It was discovered that the perl Net-CIDR-Lite module did not correctly handle IP addresses with IP octets containing leading zeros. Leading zeros were ignored, while the underlying system can treat such octets as octal numbers and interpret them differently. For example, IP address of 010.0.0.1 was considered by Net-CIDR-Lite to be the same address as 10.0.0.1, while system may consider it to be IP address 8.0.0.1. Reference: https://blog.urth.org/2021/03/29/security-issues-in-perl-ip-address-distros/#net-cidr-litehttpsmetacpanorgreleasenet-cidr-lite This issue was fixed in Net-CIDR-Lite version 0.22 via this change: https://metacpan.org/diff/file?target=STIGTSP/Net-CIDR-Lite-0.22/Lite.pm&source=DOUGW%2FNet-CIDR-Lite-0.21%2FLite.pm An example of a potentially vulnerable use case can be found in the SpamAssassin's URILocalBL plugin: https://svn.apache.org/viewvc/spamassassin/tags/spamassassin_release_3_4_6/lib/Mail/SpamAssassin/Plugin/URILocalBL.pm?view=markup It allows checking URLs extracted from emails against locally defined blacklist of IP ranges.
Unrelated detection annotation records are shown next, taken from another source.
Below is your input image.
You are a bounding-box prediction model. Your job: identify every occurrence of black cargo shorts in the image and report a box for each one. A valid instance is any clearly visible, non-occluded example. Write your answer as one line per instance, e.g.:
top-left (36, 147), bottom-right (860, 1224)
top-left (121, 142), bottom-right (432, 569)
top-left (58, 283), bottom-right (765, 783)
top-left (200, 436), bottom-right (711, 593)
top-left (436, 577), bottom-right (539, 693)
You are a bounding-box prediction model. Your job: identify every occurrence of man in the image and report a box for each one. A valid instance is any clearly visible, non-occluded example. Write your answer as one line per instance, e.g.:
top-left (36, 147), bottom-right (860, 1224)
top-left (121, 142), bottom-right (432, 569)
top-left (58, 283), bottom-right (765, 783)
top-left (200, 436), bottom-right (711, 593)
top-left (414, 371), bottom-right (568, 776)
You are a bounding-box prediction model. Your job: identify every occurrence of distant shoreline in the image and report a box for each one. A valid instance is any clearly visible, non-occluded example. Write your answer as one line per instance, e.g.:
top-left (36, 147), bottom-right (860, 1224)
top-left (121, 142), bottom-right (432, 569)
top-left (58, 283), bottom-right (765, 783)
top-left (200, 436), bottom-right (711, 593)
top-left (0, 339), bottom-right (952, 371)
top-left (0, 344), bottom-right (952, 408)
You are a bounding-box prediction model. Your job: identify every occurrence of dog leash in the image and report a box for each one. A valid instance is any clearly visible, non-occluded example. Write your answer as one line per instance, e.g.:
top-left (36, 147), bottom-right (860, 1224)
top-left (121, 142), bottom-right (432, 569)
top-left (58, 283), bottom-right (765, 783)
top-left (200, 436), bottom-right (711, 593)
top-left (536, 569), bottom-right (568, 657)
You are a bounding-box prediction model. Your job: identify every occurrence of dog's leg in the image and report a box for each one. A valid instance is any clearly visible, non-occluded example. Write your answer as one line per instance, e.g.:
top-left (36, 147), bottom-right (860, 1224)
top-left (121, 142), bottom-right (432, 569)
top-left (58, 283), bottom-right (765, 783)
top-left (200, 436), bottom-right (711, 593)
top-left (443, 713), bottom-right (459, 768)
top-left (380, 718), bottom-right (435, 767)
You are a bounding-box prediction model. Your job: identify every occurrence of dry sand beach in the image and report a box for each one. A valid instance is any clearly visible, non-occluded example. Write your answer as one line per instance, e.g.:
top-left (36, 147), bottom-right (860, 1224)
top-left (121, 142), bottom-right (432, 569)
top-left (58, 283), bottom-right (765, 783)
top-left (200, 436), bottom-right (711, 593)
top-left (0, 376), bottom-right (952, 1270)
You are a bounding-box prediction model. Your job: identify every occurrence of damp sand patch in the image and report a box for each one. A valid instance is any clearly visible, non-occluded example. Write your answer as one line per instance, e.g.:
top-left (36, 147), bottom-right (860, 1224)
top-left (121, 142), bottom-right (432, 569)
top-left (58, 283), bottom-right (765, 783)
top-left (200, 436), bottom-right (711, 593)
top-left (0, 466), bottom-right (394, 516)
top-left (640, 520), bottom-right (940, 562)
IP addresses to check are typically obtained by resolving host names used in URLs. However, URLs with IP addresses can be used directly. Hence, this issue could potentially lead to a bypass of the defined blacklist. Note that this plugin does not seem to be affected due to the use of a strict regular expression used to determine if URL contains host name or IP address. That regular expression does not consider addresses with leading zeros as valid IP addresses and performs their resolution, translating the IP string to how system interprets it.
perl-Net-CIDR-Lite is already updated to version 0.22 in all current Fedora and EPEL releases.
Correct, that's why no bugs were filed against Fedora / EPEL. Thanks for noting that explicitly!